By Lucy M. Pritchett
When Jane Termini and her husband Paul were living in Düsseldorf, Germany, in 2002, for his job with GE, she went on a weekend getaway to visit several pottery factories with other members of the American Women’s Club. That ladies-only shopping trip became her Turning Point.
“There is a section of Poland called Bolesławiec, and I was told the pottery factories there were something I just had to see. The first time I went it was a jaw-dropping experience. I was attracted to all the color and shapes of the pottery. The quality is amazing. The clay used in making the stoneware is a natural resource of the area. Every time we would go back we would take fewer people and bigger cars so that we could buy more and more. I couldn’t get enough of it.
“Before we even left Germany, I had it in my mind that I wanted to bring this lovely handmade stoneware back to America and share it with people.”
The family returned home to Louisville in 2005, but Jane’s dream was deferred for a while. She was a stay-at-home mom and had three boys to raise, and her husband was working long hours.
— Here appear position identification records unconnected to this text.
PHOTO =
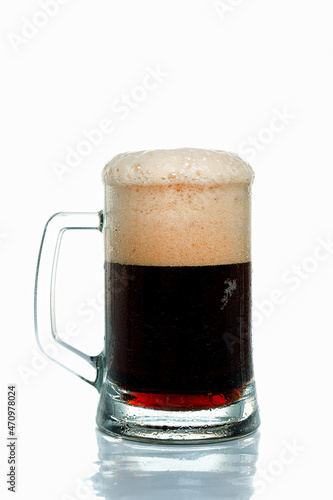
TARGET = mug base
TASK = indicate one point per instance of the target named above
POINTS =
(118, 418)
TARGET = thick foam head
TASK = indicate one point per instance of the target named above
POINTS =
(183, 207)
(171, 166)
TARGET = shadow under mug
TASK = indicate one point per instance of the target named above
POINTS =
(177, 361)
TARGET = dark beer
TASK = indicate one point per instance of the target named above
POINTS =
(179, 337)
(178, 272)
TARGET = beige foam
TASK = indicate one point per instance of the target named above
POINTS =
(159, 221)
(165, 166)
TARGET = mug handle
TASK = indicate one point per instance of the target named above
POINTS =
(48, 260)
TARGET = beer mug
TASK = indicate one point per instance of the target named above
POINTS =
(177, 359)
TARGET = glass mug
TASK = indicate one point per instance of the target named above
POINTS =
(177, 359)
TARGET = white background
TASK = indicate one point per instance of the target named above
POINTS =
(226, 71)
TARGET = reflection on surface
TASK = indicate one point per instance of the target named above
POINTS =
(130, 470)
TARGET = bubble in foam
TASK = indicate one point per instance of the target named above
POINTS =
(165, 166)
(185, 207)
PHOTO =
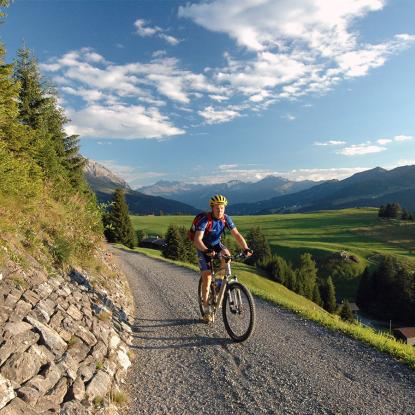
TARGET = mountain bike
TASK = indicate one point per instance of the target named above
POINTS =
(238, 307)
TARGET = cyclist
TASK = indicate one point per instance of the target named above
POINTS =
(208, 243)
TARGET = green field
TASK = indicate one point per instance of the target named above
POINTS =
(276, 293)
(358, 231)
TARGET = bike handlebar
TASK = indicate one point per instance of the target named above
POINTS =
(240, 255)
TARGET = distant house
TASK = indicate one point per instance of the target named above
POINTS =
(153, 242)
(407, 334)
(355, 308)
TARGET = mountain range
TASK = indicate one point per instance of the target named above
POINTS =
(373, 187)
(103, 182)
(236, 191)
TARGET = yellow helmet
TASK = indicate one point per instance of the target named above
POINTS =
(218, 200)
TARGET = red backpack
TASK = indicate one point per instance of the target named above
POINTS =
(197, 219)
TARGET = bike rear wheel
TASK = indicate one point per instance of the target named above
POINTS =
(238, 312)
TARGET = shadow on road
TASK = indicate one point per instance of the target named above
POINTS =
(153, 334)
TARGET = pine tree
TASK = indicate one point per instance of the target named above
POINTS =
(188, 251)
(118, 219)
(257, 241)
(19, 173)
(329, 296)
(346, 312)
(381, 212)
(291, 279)
(306, 275)
(174, 244)
(54, 151)
(365, 294)
(316, 295)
It wasn’t until 2014 that she started selling the Polish pottery online only. Then in November 2015 she opened the bricks and mortar store, Color Palette Polish Pottery, on Main Street in Middletown.
|Photos by Patti Hartog|
To say that Jane is enthusiastic about the pottery is an understatement.
“The pottery is so easy for me to sell because I love it so much. When the skids that hold my order are delivered it’s like Christmas. I love opening up the boxes and unwrapping all the pieces.
“When people walk in the store and have never seen Polish pottery before they are absolutely taken aback with its beauty. Or, if they have been stationed in or lived in Germany or that area of Europe and are familiar with the pottery, they are so excited to see that it is available here.”
|Jane’s pottery is beautiful, durable and versatile. She has a chip and dip plate which can be used |
as a cake plate when turned upside down.
Jane says she didn’t have any previous business experience, but she admits she does have a habit of starting something and seeing it through.
“When my kids were at St. Patrick’s school, I started and ran the chess club. When I lived in Düsseldorf, I served as vice president of the American Women’s Club and was in charge one year of its big gala and silent auction fundraising event.”
What’s her secret to accomplishing what she sets out to do?
“I’m not a perfectionist. I couldn’t move forward or take the next step if I were. I’m more of a 90 percenter. As problems or challenges come up, I just figure I’ll work them out somehow. I don’t have to know how to do everything ahead of time or have the whole plan laid out perfectly for me.”
Although some very kind and well-meaning people have offered ideas and suggestions for the business, Jane is happy going at her own speed. “I feel like it’s moving fast enough for me. I’m enjoying the ride. I have time to figure out what I need to figure out. It’s going well. People are finding me, but it’s not overwhelming.
“In my mind, the only failure in life is not trying. I was excited about the Polish pottery and wanted to bring it over here. The timing was perfect.”